The authors focused their study on freshwater species, which are among the most threatened in the world. A large dataset was put together, containing 3,387 fossil and living snail species of Europe from the past 200 million years. Based on this, they estimated the rates of speciation (new species evolving) and extinction (species disappearing) over the 200 million year span, and proceeded to compare these to the rates seen today.
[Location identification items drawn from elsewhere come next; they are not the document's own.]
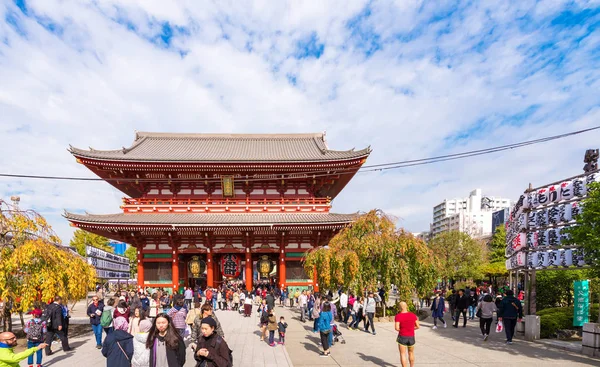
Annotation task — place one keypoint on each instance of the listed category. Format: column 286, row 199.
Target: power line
column 325, row 173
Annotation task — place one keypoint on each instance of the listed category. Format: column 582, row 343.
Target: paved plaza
column 441, row 347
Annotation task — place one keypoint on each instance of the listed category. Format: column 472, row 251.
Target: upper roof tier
column 176, row 147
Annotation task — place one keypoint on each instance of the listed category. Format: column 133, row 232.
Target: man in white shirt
column 302, row 303
column 343, row 307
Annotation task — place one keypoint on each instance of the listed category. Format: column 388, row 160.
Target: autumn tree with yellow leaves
column 34, row 266
column 373, row 251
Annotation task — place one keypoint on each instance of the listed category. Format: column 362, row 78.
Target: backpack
column 264, row 318
column 219, row 340
column 106, row 318
column 47, row 315
column 35, row 332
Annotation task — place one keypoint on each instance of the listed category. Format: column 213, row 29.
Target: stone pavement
column 442, row 347
column 241, row 334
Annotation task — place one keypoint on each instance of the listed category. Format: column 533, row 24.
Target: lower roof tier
column 211, row 220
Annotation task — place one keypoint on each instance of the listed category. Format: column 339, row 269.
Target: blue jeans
column 97, row 333
column 472, row 312
column 38, row 354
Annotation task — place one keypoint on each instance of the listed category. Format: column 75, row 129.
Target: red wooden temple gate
column 196, row 199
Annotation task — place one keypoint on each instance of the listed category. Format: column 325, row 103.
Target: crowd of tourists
column 481, row 303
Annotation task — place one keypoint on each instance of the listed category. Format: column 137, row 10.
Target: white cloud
column 432, row 74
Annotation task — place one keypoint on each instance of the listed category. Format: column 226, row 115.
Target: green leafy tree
column 460, row 255
column 371, row 252
column 82, row 238
column 131, row 254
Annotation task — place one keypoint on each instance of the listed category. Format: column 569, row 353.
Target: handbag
column 120, row 347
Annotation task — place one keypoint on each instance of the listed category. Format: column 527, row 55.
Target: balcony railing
column 166, row 205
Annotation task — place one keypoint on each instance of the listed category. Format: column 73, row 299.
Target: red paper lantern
column 230, row 266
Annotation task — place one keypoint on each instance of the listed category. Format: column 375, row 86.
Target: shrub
column 559, row 318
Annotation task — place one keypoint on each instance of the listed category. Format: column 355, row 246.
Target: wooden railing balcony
column 190, row 205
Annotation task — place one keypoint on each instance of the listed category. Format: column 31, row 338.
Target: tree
column 131, row 254
column 460, row 255
column 496, row 261
column 587, row 232
column 370, row 252
column 34, row 266
column 83, row 238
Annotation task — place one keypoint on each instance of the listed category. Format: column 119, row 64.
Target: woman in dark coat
column 438, row 307
column 212, row 350
column 118, row 345
column 167, row 349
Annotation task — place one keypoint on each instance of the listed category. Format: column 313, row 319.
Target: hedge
column 559, row 318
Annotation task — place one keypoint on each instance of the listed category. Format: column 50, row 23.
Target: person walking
column 55, row 322
column 154, row 306
column 188, row 296
column 272, row 327
column 462, row 304
column 452, row 303
column 207, row 311
column 141, row 355
column 118, row 345
column 487, row 308
column 35, row 330
column 472, row 304
column 167, row 349
column 343, row 314
column 106, row 320
column 192, row 314
column 370, row 312
column 405, row 324
column 302, row 304
column 134, row 322
column 178, row 314
column 8, row 357
column 263, row 311
column 281, row 327
column 358, row 309
column 438, row 307
column 324, row 327
column 510, row 312
column 212, row 349
column 94, row 311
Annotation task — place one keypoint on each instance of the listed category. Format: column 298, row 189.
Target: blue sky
column 410, row 78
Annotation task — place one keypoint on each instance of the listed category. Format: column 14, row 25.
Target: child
column 282, row 325
column 272, row 326
column 36, row 332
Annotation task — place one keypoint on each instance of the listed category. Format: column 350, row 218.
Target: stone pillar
column 175, row 269
column 140, row 265
column 591, row 339
column 209, row 269
column 248, row 269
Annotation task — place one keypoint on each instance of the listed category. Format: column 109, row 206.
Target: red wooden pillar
column 209, row 269
column 281, row 268
column 175, row 269
column 248, row 269
column 140, row 264
column 315, row 281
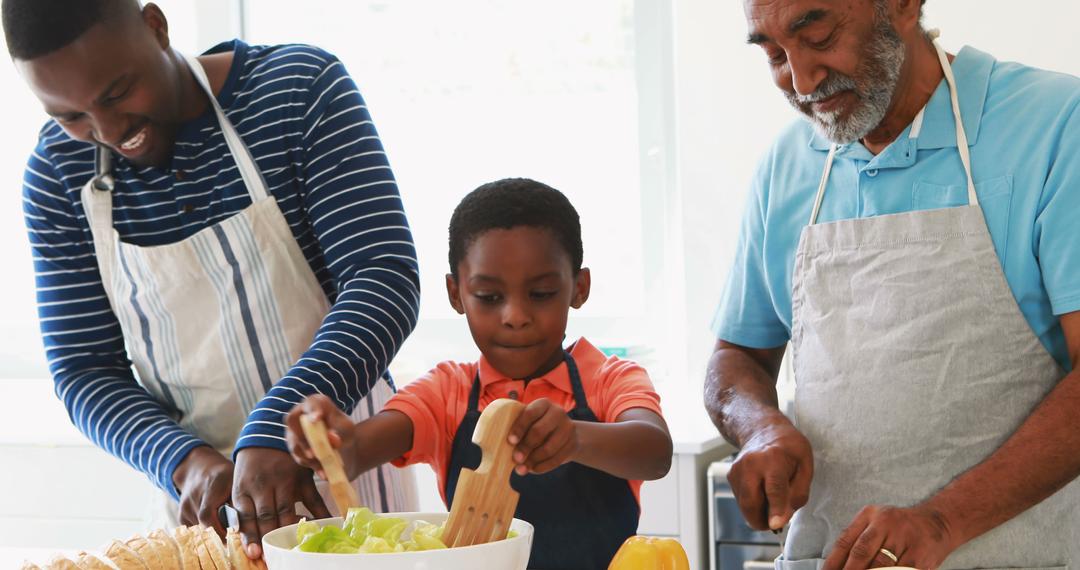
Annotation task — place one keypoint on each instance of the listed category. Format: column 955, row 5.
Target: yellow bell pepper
column 650, row 553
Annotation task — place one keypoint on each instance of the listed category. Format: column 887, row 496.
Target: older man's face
column 837, row 62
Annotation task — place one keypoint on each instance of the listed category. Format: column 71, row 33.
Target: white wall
column 719, row 112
One of the most interesting findings is that the extinction rates estimated for the 5th mass extinction were much higher for freshwater biota than previously assumed. What’s worse, however, is that even this higher estimated rate is dwarfed by what the team believes we’ll be seeing in the future. On average, they estimate that the future rates of extinction will be three orders of magnitude higher than those observed during the time the dinosaurs went extinct. Such a pace is completely unprecedented and wasn’t reached even during the most intense extinction crises of the past.
By 2120, they add, a third of freshwater species living today will have died off.
One final and worrying implication of the research is how long nature seems to need in order to heal itself. Although the 5th extinction crisis was caused by an asteroid impact — a blink of the eye in geological terms — extinction rates remained elevated for around 5 million years and the Earth took around 12 million years to go back to normal extinction rates.
Such an extremely long timeline suggests that today’s extinction crisis could have immense consequences for wildlife in the future, taking millions of years to fix.
The paper “Current extinction rate in European freshwater gastropods greatly exceeds that of the late Cretaceous mass extinction” has been published in the journal Communications Earth & Environment.